Reputation: 381
Update on update:
Solved! See this: MongoDB: cannot iterate through all data with cursor (because data is corrupted)
It's caused by corrupted data set. Not MongoDB or the driver.
I'm using the latest Java driver(2.11.3) of MongoDB(2.4.6). I've got a collection with ~250M records and I want to use a cursor to iterate through all of them. However, after 10 minutes or so I got either a false cursor.hasNext(), or an exception saying that the cursor does not exist on server.
After that I learned about cursor timeout and wrapped my cursor.next() with try/catch. If any exception, or hasNext() returned false before iterating through all the records, the program closes the cursor and allocates a new one, and then skip right back into context.
But later on I read about cursor.skip() performance issues... And the program just reached ~20M records, and cursor.next() after cursor.skip() throwed out "java.util.NoSuchElementException". I believe that's because the skip operation has timed out, which invalidated the cursor.
Yes I've read about skip() performance issues and cursor timeout issues... But now I think I'm in a dilemma where fixing one will break the other.
So, is there a way to gracefully iterate through all the data in a huge dataset?
@mnemosyn has already pointed out that I have to rely on range-based queries. But the problem is that I want to split all the data into 16 parts and process them on different machines, and the data is not uniformly distributed within any monotonic key space. If load balancing is desired, there must be a way to calculate how many keys are in a particular range and balance them. My goal is to partition them into 16 parts, so I have to find the quartiles of quartiles (sorry, I don't know if there's a mathematical term for this) of the keys and use them to split data.

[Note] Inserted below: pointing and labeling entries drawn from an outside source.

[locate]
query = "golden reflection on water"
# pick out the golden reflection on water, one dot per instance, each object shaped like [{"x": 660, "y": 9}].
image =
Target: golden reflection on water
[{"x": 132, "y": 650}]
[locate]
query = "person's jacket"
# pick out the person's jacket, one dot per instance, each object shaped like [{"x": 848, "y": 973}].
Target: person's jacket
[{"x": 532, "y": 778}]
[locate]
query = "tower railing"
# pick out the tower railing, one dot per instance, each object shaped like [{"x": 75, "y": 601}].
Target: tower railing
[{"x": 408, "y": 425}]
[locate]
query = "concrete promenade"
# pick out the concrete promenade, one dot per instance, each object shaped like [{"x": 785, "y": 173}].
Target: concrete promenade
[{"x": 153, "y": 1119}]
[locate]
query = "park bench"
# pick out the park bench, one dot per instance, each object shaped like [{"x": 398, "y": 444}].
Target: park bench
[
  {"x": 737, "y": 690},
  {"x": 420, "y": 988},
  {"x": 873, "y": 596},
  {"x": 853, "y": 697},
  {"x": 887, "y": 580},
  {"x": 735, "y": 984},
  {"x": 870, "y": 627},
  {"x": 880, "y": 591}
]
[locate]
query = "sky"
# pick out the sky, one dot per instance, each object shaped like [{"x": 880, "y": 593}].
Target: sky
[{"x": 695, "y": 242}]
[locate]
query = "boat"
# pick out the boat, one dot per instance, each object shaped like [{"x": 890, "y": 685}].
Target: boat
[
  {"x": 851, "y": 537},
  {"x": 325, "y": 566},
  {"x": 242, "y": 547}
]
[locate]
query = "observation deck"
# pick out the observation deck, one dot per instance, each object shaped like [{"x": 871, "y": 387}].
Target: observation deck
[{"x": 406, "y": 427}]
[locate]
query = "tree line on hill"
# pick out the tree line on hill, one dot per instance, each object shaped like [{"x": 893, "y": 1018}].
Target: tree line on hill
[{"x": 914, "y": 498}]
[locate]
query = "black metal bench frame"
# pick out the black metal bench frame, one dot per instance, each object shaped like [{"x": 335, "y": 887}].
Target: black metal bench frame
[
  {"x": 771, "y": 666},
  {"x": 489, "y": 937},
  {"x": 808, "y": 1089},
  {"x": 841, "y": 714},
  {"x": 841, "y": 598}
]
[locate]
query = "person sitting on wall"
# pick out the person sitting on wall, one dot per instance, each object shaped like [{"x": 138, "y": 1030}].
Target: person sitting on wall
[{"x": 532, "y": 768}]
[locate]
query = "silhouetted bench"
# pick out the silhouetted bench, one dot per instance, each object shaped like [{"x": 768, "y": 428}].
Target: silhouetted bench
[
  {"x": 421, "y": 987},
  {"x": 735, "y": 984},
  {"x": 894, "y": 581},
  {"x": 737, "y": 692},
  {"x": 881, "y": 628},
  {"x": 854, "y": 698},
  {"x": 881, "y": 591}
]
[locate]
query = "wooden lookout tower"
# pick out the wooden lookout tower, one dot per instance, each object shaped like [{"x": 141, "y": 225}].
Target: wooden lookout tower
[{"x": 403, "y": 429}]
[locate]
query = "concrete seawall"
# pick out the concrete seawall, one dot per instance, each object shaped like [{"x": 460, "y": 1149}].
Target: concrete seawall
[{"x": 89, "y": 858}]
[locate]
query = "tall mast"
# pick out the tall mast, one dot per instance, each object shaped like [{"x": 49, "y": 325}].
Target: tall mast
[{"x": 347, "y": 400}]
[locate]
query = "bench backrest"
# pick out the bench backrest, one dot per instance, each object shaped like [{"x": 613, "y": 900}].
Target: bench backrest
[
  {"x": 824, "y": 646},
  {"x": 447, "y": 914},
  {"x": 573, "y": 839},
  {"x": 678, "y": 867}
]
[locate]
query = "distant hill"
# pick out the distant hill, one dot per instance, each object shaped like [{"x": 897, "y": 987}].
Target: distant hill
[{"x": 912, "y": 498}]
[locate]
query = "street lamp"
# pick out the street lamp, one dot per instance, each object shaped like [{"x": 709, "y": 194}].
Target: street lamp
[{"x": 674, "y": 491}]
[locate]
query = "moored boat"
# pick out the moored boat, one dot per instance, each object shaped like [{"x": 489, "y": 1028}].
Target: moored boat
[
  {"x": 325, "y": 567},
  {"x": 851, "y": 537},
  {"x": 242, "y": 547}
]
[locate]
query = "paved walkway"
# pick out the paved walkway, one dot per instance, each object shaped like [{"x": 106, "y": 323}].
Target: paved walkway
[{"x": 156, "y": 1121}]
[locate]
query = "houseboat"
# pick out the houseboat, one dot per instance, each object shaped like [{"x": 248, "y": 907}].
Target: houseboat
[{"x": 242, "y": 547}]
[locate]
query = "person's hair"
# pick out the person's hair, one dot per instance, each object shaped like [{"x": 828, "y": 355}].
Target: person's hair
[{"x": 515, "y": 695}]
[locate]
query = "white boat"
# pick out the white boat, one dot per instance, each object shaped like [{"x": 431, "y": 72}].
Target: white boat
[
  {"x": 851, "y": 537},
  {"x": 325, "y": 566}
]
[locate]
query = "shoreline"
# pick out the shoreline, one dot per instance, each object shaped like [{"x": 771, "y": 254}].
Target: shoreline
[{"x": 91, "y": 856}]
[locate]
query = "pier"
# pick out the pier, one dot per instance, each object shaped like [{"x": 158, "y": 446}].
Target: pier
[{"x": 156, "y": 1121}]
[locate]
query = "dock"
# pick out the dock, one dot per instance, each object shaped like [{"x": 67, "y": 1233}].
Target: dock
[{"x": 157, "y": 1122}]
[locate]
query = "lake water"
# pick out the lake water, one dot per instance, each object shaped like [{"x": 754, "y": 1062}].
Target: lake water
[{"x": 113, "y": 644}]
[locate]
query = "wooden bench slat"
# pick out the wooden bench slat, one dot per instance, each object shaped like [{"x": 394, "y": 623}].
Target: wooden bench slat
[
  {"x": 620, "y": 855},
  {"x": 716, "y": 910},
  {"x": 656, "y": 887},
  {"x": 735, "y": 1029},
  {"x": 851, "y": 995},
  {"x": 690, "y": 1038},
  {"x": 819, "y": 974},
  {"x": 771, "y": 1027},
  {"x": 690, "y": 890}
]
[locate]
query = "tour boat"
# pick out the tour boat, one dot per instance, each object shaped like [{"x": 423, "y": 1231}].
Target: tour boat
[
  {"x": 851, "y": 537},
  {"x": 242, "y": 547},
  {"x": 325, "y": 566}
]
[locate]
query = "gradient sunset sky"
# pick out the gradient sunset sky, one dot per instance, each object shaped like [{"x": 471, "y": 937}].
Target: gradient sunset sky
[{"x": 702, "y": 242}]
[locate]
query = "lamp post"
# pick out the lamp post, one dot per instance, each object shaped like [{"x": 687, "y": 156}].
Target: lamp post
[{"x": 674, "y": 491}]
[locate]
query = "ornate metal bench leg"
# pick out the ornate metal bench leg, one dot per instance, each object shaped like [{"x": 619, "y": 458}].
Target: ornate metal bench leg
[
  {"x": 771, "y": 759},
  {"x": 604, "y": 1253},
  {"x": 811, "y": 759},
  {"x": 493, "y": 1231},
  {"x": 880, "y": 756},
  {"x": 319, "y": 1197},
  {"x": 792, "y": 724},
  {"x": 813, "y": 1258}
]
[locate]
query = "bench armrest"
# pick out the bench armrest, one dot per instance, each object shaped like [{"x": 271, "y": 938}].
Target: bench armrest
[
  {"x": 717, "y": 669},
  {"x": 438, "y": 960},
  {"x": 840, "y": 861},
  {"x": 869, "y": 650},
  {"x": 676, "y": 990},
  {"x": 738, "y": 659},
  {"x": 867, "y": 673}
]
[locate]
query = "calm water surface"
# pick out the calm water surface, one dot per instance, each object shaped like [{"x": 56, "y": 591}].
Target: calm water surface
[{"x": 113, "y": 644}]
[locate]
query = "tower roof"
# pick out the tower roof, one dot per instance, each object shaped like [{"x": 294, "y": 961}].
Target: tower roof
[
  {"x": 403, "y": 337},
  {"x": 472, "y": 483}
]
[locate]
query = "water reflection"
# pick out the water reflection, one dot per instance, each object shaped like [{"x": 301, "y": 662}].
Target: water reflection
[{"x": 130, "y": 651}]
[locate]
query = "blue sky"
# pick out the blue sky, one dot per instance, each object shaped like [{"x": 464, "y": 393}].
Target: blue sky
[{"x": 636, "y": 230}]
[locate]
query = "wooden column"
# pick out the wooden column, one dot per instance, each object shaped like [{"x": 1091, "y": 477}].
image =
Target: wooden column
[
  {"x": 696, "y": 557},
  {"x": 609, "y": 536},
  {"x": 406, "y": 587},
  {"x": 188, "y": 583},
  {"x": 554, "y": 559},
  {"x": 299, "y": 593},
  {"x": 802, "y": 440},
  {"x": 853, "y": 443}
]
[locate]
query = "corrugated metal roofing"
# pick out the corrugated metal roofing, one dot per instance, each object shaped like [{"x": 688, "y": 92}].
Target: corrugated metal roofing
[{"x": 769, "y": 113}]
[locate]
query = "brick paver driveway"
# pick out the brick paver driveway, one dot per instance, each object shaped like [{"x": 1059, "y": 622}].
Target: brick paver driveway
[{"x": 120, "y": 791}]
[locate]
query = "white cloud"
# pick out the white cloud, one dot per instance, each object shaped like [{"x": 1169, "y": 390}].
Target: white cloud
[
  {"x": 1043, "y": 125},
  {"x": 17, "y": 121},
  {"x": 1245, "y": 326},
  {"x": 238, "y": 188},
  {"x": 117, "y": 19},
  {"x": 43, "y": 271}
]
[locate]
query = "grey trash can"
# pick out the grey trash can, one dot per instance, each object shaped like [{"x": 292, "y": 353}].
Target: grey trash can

Is there a way to achieve this?
I do have some ideas when the first seek is achieved by obtaining the partition boundary keys. If the new cursor times out again, I can simply record the latest tweetID and jump back in with the new range. However, the range query should be fast enough or otherwise I still get timeouts. I'm not confident about this...
Update:
Problem solved! I didn't realise that I don't have to partition data in a chunky way. A round-robin job dispatcher will do. See comments in the accepted answer.
Upvotes: 4
Views: 3135
Reputation: 46291
In general, yes. If you have a monotonic field, ideally an indexed field, you can simply walk along that. For instance, if you're using fields of type ObjectId
as primary key or if you have a CreatedDate
or something, you can simply use an $lt
query, take a fixed number of elements, then query again using $lt
of the smallest _id
or CreatedDate
you encountered in the previous batch.
Be careful about strict monotonic behavior vs. non-strict monotonic behavior: You might have to use $lte
if the keys aren't strict, then prevent doing things twice on the dupes. Since the _id
field is unique, ObjectIds
are always strictly monotonic.
If you don't have such a key, things are a little more tricky. You can still iterate 'along the index' (whatever index, be it a name, a hash, a UUID, Guid, etc.). That works just as well, but it's hard to do snapshotting, because you never know whether the result you have just found was inserted before you started to traverse, or not. Also, when documents are inserted at the beginning of the traversal, those will be missed.
Upvotes: 1